Going through one of the least productive phases of my life over the last years (work not being done, books remaining unread, blog not updated) I am dedicating my time in more passive activities. No wonder then that finding myself in Razzmatazz last Saturday for a concert by the Queens of the Stone Age, I was already surrounded by an aura of anticipation for self-fulfillment.

I arrived at this famous Barcelona Club, dizzy and tired from the previous night's hungover, looked for a quiet spot at the back and waited for the set to start. Then, as the first notes of "Regular John" started floating in the air I had it. The perfect flashback.

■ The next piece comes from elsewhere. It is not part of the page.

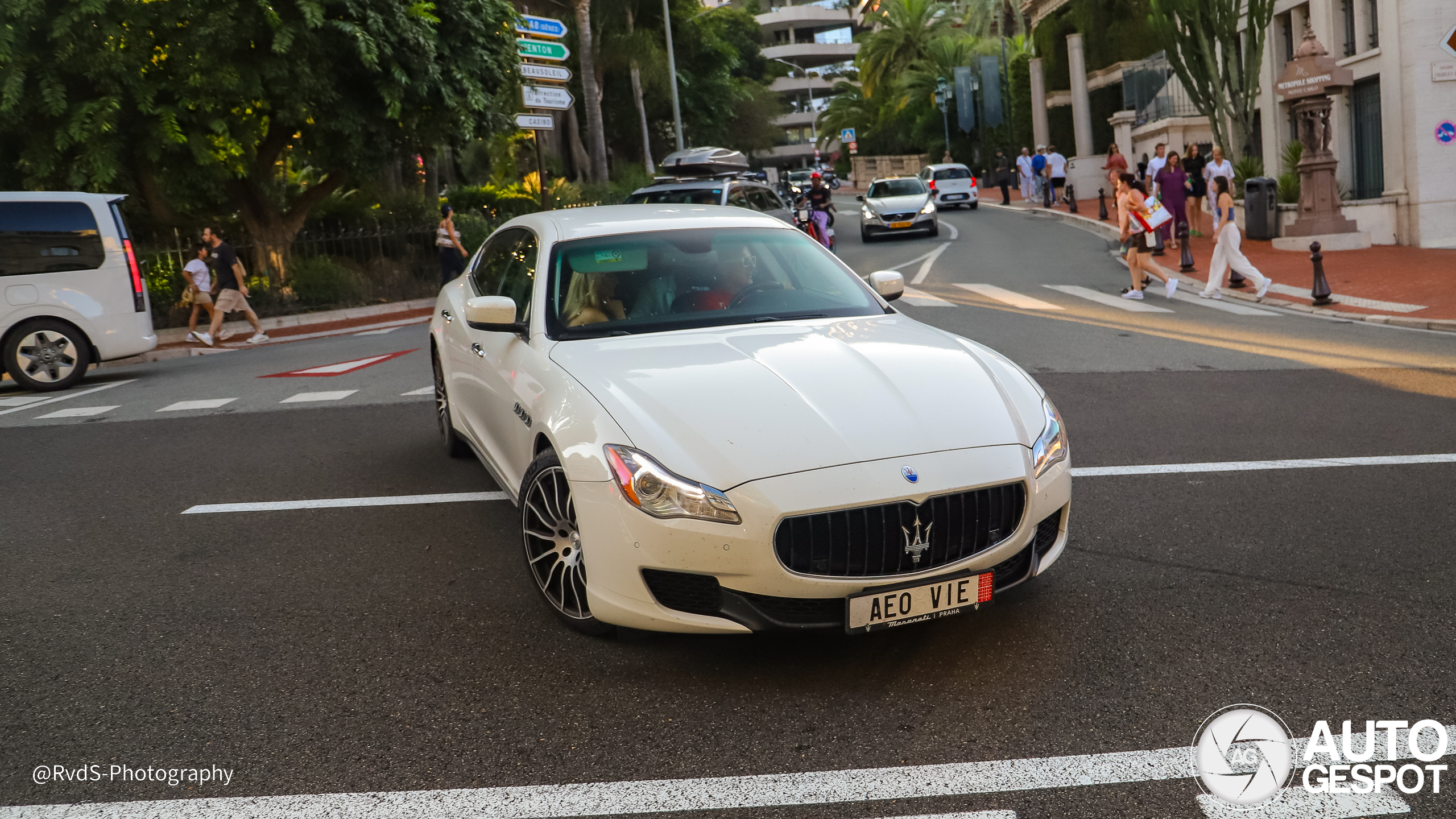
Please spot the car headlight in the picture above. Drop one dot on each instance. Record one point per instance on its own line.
(661, 493)
(1052, 446)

I suddenly realized that the last time I had listened to this song live was a long time ago, in some distant stage in Agios Kosmas in Athens, during a summer festival. As I started calculating the exact time distance, based on memories of people standing next to me, albums just released and football championship titles I realized that it was back in July 1999, with the Queens having only one album and with me just about ready to become the modest chemist I remain to date. As the band carried on with "Avon", (being the second track of the first album, having just followed the first track of of the first album) I took some time off my headbanging -doomed to look ridiculous at my age as most of my friends would be so kind to verify- and drifted off in a trance of recollections covering these nine years.

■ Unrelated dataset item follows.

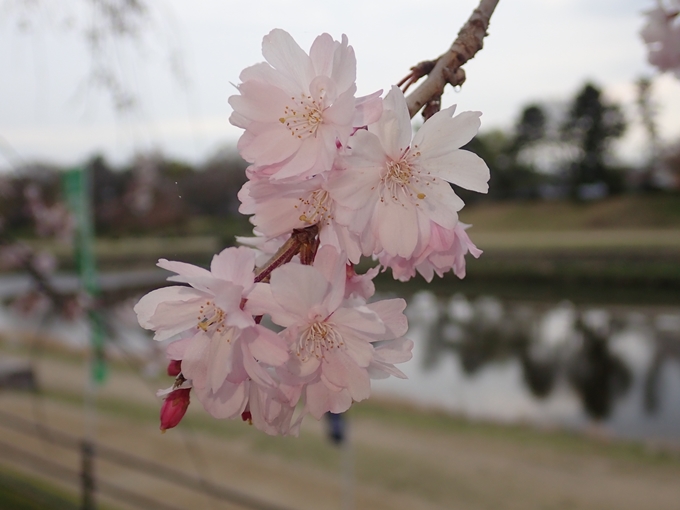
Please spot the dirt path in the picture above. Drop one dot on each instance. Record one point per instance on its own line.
(397, 466)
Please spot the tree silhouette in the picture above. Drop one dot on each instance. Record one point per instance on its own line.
(591, 126)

First came the people. I remembered people there with me on that concert, whom I now occasionally only talk to on facebook, some that I knew back then but have lost completely now and some that I didn't know then but met in the coming years only to share distant, separate concert memories. It was a different place back then. Climate change simply meant a cool April following a warm March, my hometown Athens had not seen snow for decades -since then the airport has been shut down three times due to heavy snowfall-. Ronaldo was still a phenomenon and Zidane a rising star, Greek football was in a limbo unaware of the greatness of a European Cup to follow. Kosovo was still part of Serbia -perhaps slightly more aware of foreign-office-supported greatness to follow-, New Orleans was still in its place and so was Baghdad. The Taliban were the good guys. Saddam was just being a bit stubborn before assuming the role of the personification of evil. Some people had mobile phones, none had one with a camera. Pavarotti was still alive and so was Pinochet. People were worried about Y2K. Ground Zero was still World Trade Center. September 11th was still simply the birthday of my friend Giorgos.

Personally I was just into my early 20s, much less anxious than today, only a bit more ambitious, equally lazy and frustrated with women. My hair looked more or less the same -thank God-, I was still walking around in shorts and hiking boots, wearing T-shirts with band names on them (it was Blur and Radiohead back then, Tool and Radiohead today, some things have not changed a bit). I had just returned back home in Athens after four years of college, I still wanted to become a journalist, I had no idea what Bioinformatics was -and somehow I think neither did Bioinformatics itself-, I had never been to Barcelona, nor ever ridden a plane.

As the third song -I think it was "Do it again"- steered the crowd to rhythmical "heys" I was rudely awaken. This was 2008, two world cups and five Queens' albums later, with so many things in the middle between myself and the "stone age" I had been tripping back to.

But aside of all that, I was still headbanging at the same pace, like the old times, like that distant hot July afternoon in Athens, so pleased and so reassured, that at least some things don't change. And the song remains the same.